Flagging Down the Double E’s is an email newsletter exploring Dylan shows of yesteryear. If you found this article online or someone forwarded you the email, subscribe here to get a new entry delivered to your inbox every week:
A special guest post today from Adam Selzer! I first encountered Adam in the old online forums (RIP DylanPool) and then got to know him in person at Chicago shows (we sung happy birthday to Merle Haggard once outside his bus). Today he’s a prominent historian of the macabre, writing books about murders and ghosts and giving underbelly-of-history type tours all around Chicago. Find him at http://adamchicago.com.
In hindsight, it all makes sense. It seemed like an odd pairing when Dylan announced a tour with Brian Setzer Orchestra in late 1998 - Setzer was at the height of his popularity, riding the swing revival that swept the nation when it dawned on the post-alternative public that if you heard one ska album from 1997, you’d pretty much heard that all. He could have sold any of the venues out alone. And Dylan generally picked touring mates of his own generation, or at least people known as songwriters. Touring with a dance band seemed like a left turn.
A few people figured out the clues and noticed what was happening right away: Dylan, a few months after talking about Buddy Holly during his Grammy acceptance speech, was doing a tribute tour to Holly’s Winter Dance Party, in which Holly, the Big Bopper, Richie Valens and others had toured small markets in a freezing, stinking bus, until Holly and co. fatefully decided to charter a plane out of Iowa. Dylan saw the tour himself at the Duluth Armory. Now, teaming up with dance band for the 40th anniversary of the tour, Dylan chartered a winter course through towns like Carbondale, Illinois. He covered Holly’s “Not Fade Away” nightly.
Of course, being Dylan, he never said that he was doing a tribute to the Winter Dance Party, so reporters and fans were mostly left to wonder what in the world was going on.

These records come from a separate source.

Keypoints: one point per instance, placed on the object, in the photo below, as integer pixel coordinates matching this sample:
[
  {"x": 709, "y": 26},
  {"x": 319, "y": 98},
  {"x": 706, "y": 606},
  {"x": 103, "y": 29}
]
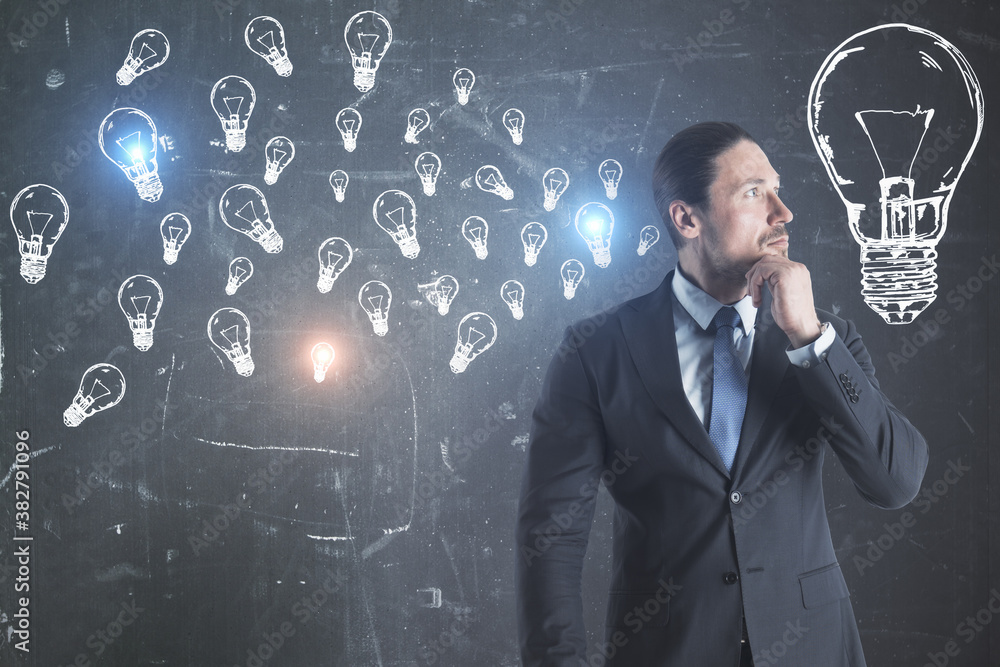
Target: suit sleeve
[
  {"x": 883, "y": 453},
  {"x": 558, "y": 493}
]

I caught the Feb 7 show in Birmingham, AL, where Dylan’s countrified set certainly didn’t help explain things. But despite common reports from the tour that most people left during Dylan’s set, I didn’t see anyone leaving. Setzer’s opening set was a blast, playing tracks from his great recent album, The Dirty Boogie, and reviving “Stray Cat Strut” from the ‘80s. I did hear people around me wondering how the hell anyone could top Setzer’s set, but Dylan’s show that night was consistently great, with multi-instrumentalist Bucky Baxter closing out his tenure in the Never Ending Tour band in style, and Dylan giving his all vocally. Listening back now, the show lives up to my memories and then some: the set opens with a strong “Serve Somebody” and a wailing “Million Miles” setting the bait before reeling the crowd in with “Make You Feel My Love,” which was a hit for Garth Brooks at the time (and, as such, a great way to win an Alabama crowd over). Elsewhere in the set were covers of “My Blue Eyed Jane” (one of just a couple performances) and Hank Williams’ “Honky Tonkin.”
But I think what I most remember that night was the final encore, the cover that explained the whole tour, Holly’s “Not Fade Away” (in something more like the Grateful Dead’s arrangement, but whatever). Bob was having a blast on that song, standing at the microphone, smirking as though he was really enjoying the fact that we still hadn’t figured out his secret.